🤖 [SIGIR 2025] DiSCo: LLM Knowledge Distillation for Efficient Sparse Retrieval in Conversational Search

This repository contains the code and resources for our SIGIR 2025 full paper DiSCo for Conversational Search by Lupart et al. It is based on the SPLADE github by Naver [link], using a huggingface trainer for training, and the default code for index and retrieval.

We provide below an example of usage of the github for training, indexing and retrieval on TopiOCQA.

1. 🗂️ Installation and Dataset Download

Conda Environment

conda env create -f environment.yml
conda activate disco

Downloading TopiOCQA topics and the Wikipedia Passages Collection

We use the TopioCQA dataset for conversational passage retrieval.
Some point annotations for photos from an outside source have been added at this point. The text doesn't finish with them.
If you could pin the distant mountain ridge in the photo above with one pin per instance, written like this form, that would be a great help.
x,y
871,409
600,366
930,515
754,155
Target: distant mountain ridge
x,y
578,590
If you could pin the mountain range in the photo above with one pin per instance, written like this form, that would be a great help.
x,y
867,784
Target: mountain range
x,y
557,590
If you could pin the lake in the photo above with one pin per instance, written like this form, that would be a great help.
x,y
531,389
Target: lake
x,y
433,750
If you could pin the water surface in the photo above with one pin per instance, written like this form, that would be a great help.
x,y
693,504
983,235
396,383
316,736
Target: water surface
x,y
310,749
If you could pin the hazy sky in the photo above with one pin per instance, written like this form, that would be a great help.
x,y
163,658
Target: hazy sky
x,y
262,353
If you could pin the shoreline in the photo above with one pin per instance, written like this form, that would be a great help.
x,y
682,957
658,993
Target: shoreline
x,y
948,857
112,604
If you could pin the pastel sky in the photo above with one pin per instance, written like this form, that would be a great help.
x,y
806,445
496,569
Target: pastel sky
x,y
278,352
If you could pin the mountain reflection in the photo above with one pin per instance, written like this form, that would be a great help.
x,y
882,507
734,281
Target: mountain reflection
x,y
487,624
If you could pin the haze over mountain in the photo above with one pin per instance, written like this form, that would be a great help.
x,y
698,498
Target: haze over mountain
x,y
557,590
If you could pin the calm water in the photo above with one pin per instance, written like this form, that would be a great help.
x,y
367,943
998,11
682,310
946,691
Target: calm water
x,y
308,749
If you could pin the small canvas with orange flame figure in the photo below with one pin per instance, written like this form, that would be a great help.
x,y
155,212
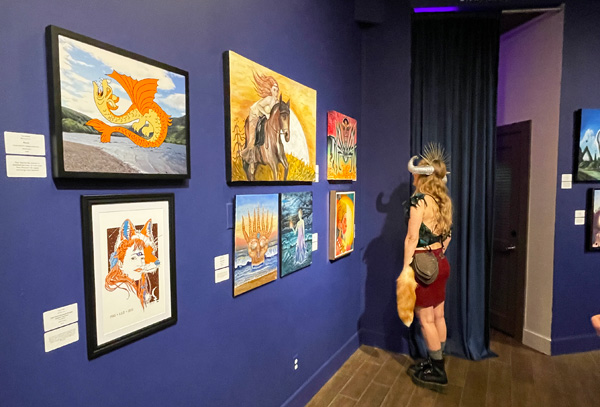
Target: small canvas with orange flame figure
x,y
341,223
341,147
256,249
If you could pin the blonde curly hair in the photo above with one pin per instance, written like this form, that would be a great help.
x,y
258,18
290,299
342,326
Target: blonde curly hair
x,y
434,185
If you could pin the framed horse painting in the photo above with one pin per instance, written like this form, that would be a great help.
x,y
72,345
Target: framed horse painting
x,y
341,147
270,124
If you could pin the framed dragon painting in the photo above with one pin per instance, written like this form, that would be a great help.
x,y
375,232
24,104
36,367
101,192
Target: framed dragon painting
x,y
113,113
270,124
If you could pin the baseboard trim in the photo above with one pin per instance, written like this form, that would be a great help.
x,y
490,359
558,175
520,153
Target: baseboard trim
x,y
575,344
314,383
538,342
393,342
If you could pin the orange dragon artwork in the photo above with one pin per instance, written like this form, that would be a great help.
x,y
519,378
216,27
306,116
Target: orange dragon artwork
x,y
151,118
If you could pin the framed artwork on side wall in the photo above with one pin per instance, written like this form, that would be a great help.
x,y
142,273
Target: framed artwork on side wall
x,y
129,255
113,113
270,124
587,156
256,242
341,147
296,231
593,220
341,223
bash setup_script/dl_topiocqa.sh

Preprocessing

We provide scripts to preprocess the TopiOCQA conversation data into a format suitable for indexing and retrieval (queries, contexts, relevance labels, etc.). By default we use row numbers as id instead of the original conv_turn format.

python setup_script/parse_topiocqa.py

2. 🚀 Inference

We support two modes of inference: 1. (Recommended) Using our prebuilt index, indexed with the checkpoint naver/splade-cocondenser-ensembledistil; OR 2. Indexing the collection yourself.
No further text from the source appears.